Alla Call for Ideas 2026 della Fondazione Canavese2030 premiati progetti su inclusione, sport, territorio e innovazione digitale.
A Ivrea, per una mattina, il futuro del Canavese ha avuto il volto di centinaia di studenti. Niente lezioni tradizionali, niente teoria fine a sé stessa: sul palco delle Officine H sono salite idee concrete, proposte per il territorio e una nuova generazione che prova a immaginare come trasformare il Canavese nei prossimi anni.
La terza edizione di “Contaminazioni – #Call for Ideas”, promossa dalla Fondazione Canavese2030, ha riunito oltre 700 ragazzi provenienti dagli istituti superiori del territorio, insieme a insegnanti, amministratori, imprese e associazioni. Un evento che ormai sta diventando un punto di riferimento per chi prova a costruire un dialogo reale tra scuola, innovazione e comunità locale.
Il tema scelto per il 2026 è stato lo sport, interpretato però in una chiave molto più ampia della semplice attività agonistica. Inclusione, socialità, benessere e valorizzazione del territorio sono stati i fili conduttori dei progetti presentati dagli studenti, anche in relazione al riconoscimento ottenuto dalle Terre del Canavese come Comunità Europea dello Sport ACES.
Ad aprire la giornata è stata la consegna del Canavese Experience Awards al Velodromo Francone di San Francesco al Campo, considerato un simbolo sportivo e formativo del territorio. Poi spazio agli interventi e alle idee, con la partecipazione del divulgatore scientifico Marco Camisani Calzolari, che ha parlato di cybersicurezza, intelligenza artificiale e trasformazione digitale davanti agli studenti.

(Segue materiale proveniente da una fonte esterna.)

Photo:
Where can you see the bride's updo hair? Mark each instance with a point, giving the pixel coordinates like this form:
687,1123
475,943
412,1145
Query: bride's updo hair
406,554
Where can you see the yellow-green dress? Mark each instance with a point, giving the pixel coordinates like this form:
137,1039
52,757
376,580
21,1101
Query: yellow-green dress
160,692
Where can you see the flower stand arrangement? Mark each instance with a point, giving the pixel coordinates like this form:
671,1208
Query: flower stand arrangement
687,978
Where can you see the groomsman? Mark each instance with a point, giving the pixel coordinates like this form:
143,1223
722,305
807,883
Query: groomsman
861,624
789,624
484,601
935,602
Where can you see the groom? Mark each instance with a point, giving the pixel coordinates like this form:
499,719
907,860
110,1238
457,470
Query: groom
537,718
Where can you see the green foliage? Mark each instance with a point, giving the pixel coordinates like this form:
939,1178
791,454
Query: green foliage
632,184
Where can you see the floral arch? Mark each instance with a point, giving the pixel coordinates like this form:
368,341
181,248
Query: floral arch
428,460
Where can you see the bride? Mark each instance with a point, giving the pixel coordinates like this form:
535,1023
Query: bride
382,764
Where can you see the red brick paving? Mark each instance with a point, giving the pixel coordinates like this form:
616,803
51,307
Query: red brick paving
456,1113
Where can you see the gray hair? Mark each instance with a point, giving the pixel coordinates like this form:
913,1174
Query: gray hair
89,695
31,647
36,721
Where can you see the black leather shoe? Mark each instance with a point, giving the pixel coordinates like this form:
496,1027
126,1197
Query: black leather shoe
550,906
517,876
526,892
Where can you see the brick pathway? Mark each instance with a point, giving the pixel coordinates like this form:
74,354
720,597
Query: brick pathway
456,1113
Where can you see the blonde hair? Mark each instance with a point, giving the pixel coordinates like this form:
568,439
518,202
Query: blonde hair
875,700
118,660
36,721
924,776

L’aspetto più significativo dell’iniziativa resta però l’obiettivo dichiarato della Fondazione: non limitarsi a premiare elaborati scolastici, ma trasformare almeno una parte delle proposte in interventi concreti sul territorio.
A conquistare il primo premio è stato l’Istituto “Camillo Olivetti” di Ivrea con “Oltre la rete… Pallavolo Inclusiva”, un progetto che utilizza lo sport come strumento per superare barriere sociali e favorire la partecipazione delle persone con disabilità. Alla scuola è andato un contributo da 3 mila euro.
Secondo posto e menzione speciale per l’Istituto “Aldo Moro” di Rivarolo Canavese grazie al progetto “A spasso con Aldo”, un percorso virtuale tra luoghi dello sport e del territorio attraverso il metaverso. Un’idea che guarda apertamente al digitale e che ha ottenuto anche un ulteriore sostegno economico annunciato direttamente dal Velodromo Francone.
Premiati anche l’Istituto “Piero Martinetti” di Caluso con un itinerario cicloturistico dedicato al Canavese e il “Giovanni Cena” di Ivrea con un progetto di riscoperta dei luoghi meno conosciuti della città.
Dietro l’evento emerge un messaggio preciso: trattenere i giovani in Canavese non significa soltanto creare lavoro, ma dare loro la possibilità di partecipare davvero alla costruzione del territorio.
La Fondazione Canavese2030 insiste da tempo su un modello di sviluppo basato su innovazione sociale, collaborazione tra pubblico e privato e coinvolgimento delle nuove generazioni. La nascita dello Young Advisory Board del Canavese, presentato ufficialmente durante la manifestazione, va proprio in questa direzione: offrire ai ragazzi uno spazio stabile di partecipazione e progettazione territoriale.
In un territorio spesso raccontato attraverso crisi industriali, problemi infrastrutturali e spopolamento, l’immagine delle Officine H piene di studenti ha assunto anche un valore simbolico. Un ritorno alle origini olivettiane di Ivrea, dove innovazione, formazione e comunità erano parte dello stesso progetto culturale.